Enfin, dernier élément d’équilibre, le Québec est l’ancrage politique de la francophonie canadienne. Il tombe sous le sens que si le Québec perd de son poids politique au sein du Canada, c’est une mauvaise nouvelle pour tous les francophones du pays.

Tous ces éléments font en sorte qu’il est incompréhensible que ni le premier ministre du Canada, Justin Trudeau, ni son homologue québécois, François Legault, ne semblent y voir une raison de jeter un nouveau regard à leurs politiques d’immigration.

C’est plus étonnant dans le cas de M. Trudeau. La défense des intérêts des francophones hors Québec fait pourtant partie de l’ADN du Parti libéral du Canada.

Or, il est évident que l’accueil d’un demi-million d’immigrants par année va affecter très négativement ces communautés francophones, qui seront encore plus minoritaires et, donc, auront encore moins de représentants dans leurs législatures.

On n’a qu’à voir ce qui se passe actuellement au Nouveau-Brunswick – pourtant la seule province officiellement bilingue – pour comprendre ce qui pourrait arriver aux droits des francophones hors Québec si leur poids politique devait encore diminuer.

Il faut noter ici que le gouvernement fédéral n’a jamais réussi à atteindre ses cibles d’immigration francophone dans le reste du pays. Et quand on voit l’attitude des fonctionnaires fédéraux pour l’émission de visas aux étudiants francophones d’Afrique, on comprend que ce n’est pas une très grande préoccupation dans l’appareil fédéral.

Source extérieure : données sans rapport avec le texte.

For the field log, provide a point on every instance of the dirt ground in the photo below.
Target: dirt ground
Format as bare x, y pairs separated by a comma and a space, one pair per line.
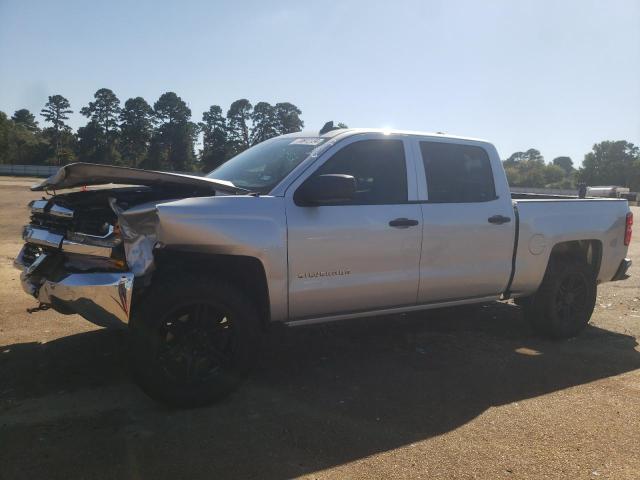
456, 393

Mais, chose certaine, jamais une décision présentée comme étant d’ordre purement administratif n’aura eu autant d’effet sur l’avenir du Canada comme du Québec.

Du côté québécois, le silence est tout aussi inquiétant. Le gouvernement Legault ne semble aucunement vouloir modifier son plafond de 50 000 nouveaux arrivants par année, qu’il considère comme un plafond absolu, sans quoi le Québec serait menacé de devenir une « Louisiane du Nord ».

Même si beaucoup de groupes dans la société québécoise, y compris mais pas exclusivement le patronat, demandent de relever ce seuil, M. Legault n’en démord pas et ses ministres n’ont évoqué que de toutes petites ouvertures.

Pourtant, l’une des responsabilités du premier ministre du Québec est de préserver le poids politique de la province au sein du Canada. Robert Bourassa, en son temps, en faisait une véritable obsession. Pour M. Legault, ce serait plutôt de rendre les immigrants responsables du déclin du français, comme il l’a fait pendant toute la dernière campagne électorale.

Or, si le Québec maintient ses cibles d’immigration, il ne recevra plus que 10 % de tous les immigrants au Canada. En 2012-2013, c’était tout juste moins de 20 %. En 2018-2019, ce n’était déjà plus que 13 %. Et le gouvernement Legault dit maintenant que ce doit être encore moins.

M. Legault dit vouloir obtenir plus de pouvoirs pour le Québec en immigration – essentiellement l’autorité sur les travailleurs temporaires et la réunification familiale. Mais cela ne sera pas d’une très grande utilité devant un bouleversement aussi important du portrait de l’immigration au Canada.